Don’t worry if you don’t see it, but the backtrace shows that the C code is attempting to allocate a very large vector. And this is happening because the variable n_rules is a very large number.

You’re not expected to immediately see the problem from the backtrace. And that’s okay, because even if we lack this intuition, we can still get to the answer slowly.

Thanks to the debug flags, we see the following: whisper.cpp:5214. This means that one of the last lines of code ran before encountering this error was line 5214 in the file whisper.cpp.

Setting a breakpoint

In gdb we can set a breakpoint to see what’s going on in this area. I like to set my breakpoints one line before the error - so 5213 instead of 5214:

break path/to/whisper.cpp:5213
// Line 5213 begins here
                if (params.grammar_rules != nullptr) {
                    decoder.grammar = whisper_grammar_init(params.grammar_rules, params.n_grammar_rules, params.i_start_rule);
                } else {
                    decoder.grammar = {};
                }

Then run the program, again, hit the breakpoint, and start looking at the variables to see what’s going on.

(gdb) frame
#0  whisper_full_with_state (ctx=<optimized out>, state=<optimized out>, params=...,
    samples=<optimized out>, n_samples=<optimized out>) at whisper.cpp:5213
5213                    if (params.grammar_rules != nullptr) {
(gdb) p params.grammar_rules
$1 = (const whisper_grammar_element **) 0x7ffc5c018d30
(gdb) p params
$2 = {strategy = (unknown: 0x3354), n_threads = 0, n_max_text_ctx = 812755209, offset_ms = 0,
  duration_ms = 1485378656, translate = 85, no_context = 85, no_timestamps = false,
  single_segment = false, print_special = 49, print_progress = 14, print_realtime = 14,
  print_timestamps = 143, token_timestamps = 255, thold_pt = 1.52774392e+17,
  thold_ptsum = 4.59121429e-41, max_len = 1544007928, split_on_word = 184, max_tokens = 1481426912,
  speed_up = 85, debug_mode = 85, audio_ctx = 1456761840, tdrz_enable = 85,
  initial_prompt = 0x6 <error: Cannot access memory at address 0x6>, prompt_tokens = 0x0,
  prompt_n_tokens = 255172004,
  language = 0xbb800000004 <error: Cannot access memory at address 0xbb800000004>,
  detect_language = 184, suppress_blank = 11, suppress_non_speech_tokens = false,
  temperature = -nan(0x7fffff), max_initial_ts = 0, length_penalty = 0,
  temperature_inc = 9.05043025e+14, entropy_thold = 3.0611365e-41, logprob_thold = 4.20389539e-42,
  no_speech_thold = 0, greedy = {best_of = 1479722720}, beam_search = {beam_size = 21845,
    patience = 2.04386567e+17}, new_segment_callback = 0xbb8, new_segment_callback_user_data = 0xc1e,
  progress_callback = 0x3078, progress_callback_user_data = 0x2ee0,
  encoder_begin_callback = 0xbb800000c1e, encoder_begin_callback_user_data = 0xbb700000050,
  abort_callback = 0x7ffc890378f0, abort_callback_user_data = 0x55555832c6e0,
  logits_filter_callback = 0x7ffc5c07b0f8, logits_filter_callback_user_data = 0x7ffc89037a80,
  grammar_rules = 0x7ffc5c018d30, n_grammar_rules = 140722607198048, i_start_rule = 140722607198000,
  grammar_penalty = -7.05596484e-30}

This params variable actually gets passed in from python. And looking in the C code, the n_grammar_rules variable is indeed very large. Let’s see what value this is supposed to be back in python.
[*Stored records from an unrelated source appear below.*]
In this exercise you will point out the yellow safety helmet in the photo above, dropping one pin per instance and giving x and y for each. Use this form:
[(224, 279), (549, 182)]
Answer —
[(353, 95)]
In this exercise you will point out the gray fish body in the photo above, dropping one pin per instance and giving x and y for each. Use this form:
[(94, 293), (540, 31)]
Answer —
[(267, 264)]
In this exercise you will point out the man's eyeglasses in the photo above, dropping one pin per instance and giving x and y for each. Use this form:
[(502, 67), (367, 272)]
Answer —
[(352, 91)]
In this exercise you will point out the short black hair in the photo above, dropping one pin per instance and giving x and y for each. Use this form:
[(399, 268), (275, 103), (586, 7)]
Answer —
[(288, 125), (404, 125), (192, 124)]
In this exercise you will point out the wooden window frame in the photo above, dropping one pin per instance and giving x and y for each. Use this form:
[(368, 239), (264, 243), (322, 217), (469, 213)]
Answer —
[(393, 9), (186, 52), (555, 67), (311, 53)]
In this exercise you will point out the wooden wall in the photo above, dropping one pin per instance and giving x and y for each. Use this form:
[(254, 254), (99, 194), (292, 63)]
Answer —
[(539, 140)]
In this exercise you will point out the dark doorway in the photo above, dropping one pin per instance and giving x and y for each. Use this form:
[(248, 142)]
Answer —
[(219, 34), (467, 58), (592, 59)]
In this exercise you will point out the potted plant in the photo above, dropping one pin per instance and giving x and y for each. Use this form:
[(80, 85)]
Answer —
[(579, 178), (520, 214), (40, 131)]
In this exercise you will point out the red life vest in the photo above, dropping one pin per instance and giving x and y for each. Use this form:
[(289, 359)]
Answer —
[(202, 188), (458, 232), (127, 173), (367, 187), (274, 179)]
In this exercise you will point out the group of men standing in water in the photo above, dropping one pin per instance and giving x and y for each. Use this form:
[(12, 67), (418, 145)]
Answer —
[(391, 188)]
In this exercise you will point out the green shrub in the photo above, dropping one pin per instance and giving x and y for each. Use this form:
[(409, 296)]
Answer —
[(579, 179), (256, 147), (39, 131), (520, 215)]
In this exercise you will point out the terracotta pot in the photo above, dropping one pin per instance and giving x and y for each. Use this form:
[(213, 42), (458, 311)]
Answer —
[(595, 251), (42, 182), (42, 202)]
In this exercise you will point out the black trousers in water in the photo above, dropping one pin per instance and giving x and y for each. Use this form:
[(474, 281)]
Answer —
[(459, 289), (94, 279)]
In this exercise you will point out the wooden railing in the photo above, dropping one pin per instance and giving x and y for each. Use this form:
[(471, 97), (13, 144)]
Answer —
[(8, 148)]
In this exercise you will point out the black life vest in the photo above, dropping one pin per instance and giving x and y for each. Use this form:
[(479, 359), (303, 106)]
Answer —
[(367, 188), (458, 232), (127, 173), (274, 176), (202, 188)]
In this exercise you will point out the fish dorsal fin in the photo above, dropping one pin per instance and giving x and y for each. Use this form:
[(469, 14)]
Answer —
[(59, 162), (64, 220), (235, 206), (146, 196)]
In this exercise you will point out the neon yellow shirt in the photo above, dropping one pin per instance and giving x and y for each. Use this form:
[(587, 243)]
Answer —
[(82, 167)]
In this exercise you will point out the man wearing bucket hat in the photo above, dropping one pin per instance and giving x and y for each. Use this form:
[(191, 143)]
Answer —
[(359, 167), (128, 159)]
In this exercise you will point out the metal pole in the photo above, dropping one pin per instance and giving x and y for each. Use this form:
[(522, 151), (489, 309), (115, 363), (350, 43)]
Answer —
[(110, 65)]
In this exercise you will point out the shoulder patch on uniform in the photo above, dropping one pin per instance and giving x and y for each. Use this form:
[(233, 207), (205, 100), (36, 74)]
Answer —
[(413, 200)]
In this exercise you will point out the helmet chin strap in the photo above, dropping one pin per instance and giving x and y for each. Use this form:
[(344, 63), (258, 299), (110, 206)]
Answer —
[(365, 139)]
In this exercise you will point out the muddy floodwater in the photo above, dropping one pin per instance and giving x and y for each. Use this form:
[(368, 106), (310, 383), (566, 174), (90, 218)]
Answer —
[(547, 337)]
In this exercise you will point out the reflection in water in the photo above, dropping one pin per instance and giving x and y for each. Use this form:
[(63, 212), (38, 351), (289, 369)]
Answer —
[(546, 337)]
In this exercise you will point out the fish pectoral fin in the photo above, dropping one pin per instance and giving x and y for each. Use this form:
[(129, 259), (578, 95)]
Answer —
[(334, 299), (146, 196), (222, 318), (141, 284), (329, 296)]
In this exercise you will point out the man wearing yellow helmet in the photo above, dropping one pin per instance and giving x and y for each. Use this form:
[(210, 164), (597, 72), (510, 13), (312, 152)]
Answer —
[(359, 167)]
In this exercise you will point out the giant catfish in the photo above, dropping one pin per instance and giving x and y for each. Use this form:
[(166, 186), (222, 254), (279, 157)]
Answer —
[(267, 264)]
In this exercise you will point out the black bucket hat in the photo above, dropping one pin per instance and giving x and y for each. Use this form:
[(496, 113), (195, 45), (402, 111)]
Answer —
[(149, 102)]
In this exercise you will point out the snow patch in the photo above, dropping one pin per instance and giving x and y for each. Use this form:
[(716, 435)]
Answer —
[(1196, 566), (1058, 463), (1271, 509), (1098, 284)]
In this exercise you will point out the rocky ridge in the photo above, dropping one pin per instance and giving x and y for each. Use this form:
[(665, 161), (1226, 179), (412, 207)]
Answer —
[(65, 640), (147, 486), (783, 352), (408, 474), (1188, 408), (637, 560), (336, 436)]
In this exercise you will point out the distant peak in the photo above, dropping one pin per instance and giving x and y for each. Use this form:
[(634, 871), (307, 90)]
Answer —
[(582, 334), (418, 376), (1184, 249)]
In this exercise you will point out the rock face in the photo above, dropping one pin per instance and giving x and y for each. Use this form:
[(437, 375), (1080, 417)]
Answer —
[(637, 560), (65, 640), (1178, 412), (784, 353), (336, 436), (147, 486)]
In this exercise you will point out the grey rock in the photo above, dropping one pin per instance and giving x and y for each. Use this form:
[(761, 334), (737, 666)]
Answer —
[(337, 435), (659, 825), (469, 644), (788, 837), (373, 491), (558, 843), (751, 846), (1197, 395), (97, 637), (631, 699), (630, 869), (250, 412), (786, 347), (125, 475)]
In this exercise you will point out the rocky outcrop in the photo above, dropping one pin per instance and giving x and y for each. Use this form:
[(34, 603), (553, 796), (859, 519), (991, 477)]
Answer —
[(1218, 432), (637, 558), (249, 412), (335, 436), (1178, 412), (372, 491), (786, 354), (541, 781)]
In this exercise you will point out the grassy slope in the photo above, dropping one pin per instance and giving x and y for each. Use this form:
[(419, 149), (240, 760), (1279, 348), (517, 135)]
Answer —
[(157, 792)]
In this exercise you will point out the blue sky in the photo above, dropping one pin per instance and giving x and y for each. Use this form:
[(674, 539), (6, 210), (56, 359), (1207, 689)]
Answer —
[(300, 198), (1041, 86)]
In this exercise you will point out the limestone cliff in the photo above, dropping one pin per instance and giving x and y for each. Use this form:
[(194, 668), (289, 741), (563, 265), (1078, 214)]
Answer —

Getting the breakpoint in vocode

To get a breakpoint here, I looked at the method that was being run in whisper.cpp when the error happened. Looking at the stack trace, we see a call to whisper_full at #21.

This is the first reference to whisper that happens in the stacktrace. So in the vocode repository, I searched for all calls to whisper_full.

There was one reference. So we set a breakpoint with pdb.set_trace(), rebuild the project locally and install it. Then, running this project again, we will hit our breakpoint.

(Pdb) p params.n_grammar_rules
*** AttributeError: 'WhisperFullParams' object has no attribute 'n_grammar_rules'
(Pdb)

Making sense of everything

So afterwards, I had to check the WhisperFullParams object and it seemed like it’s supposed to match the shape of the C struct in whisper.cpp. This is because this parameter is being passed in from python into the C code via the ctypes library, and C is very picky with how structs are shaped.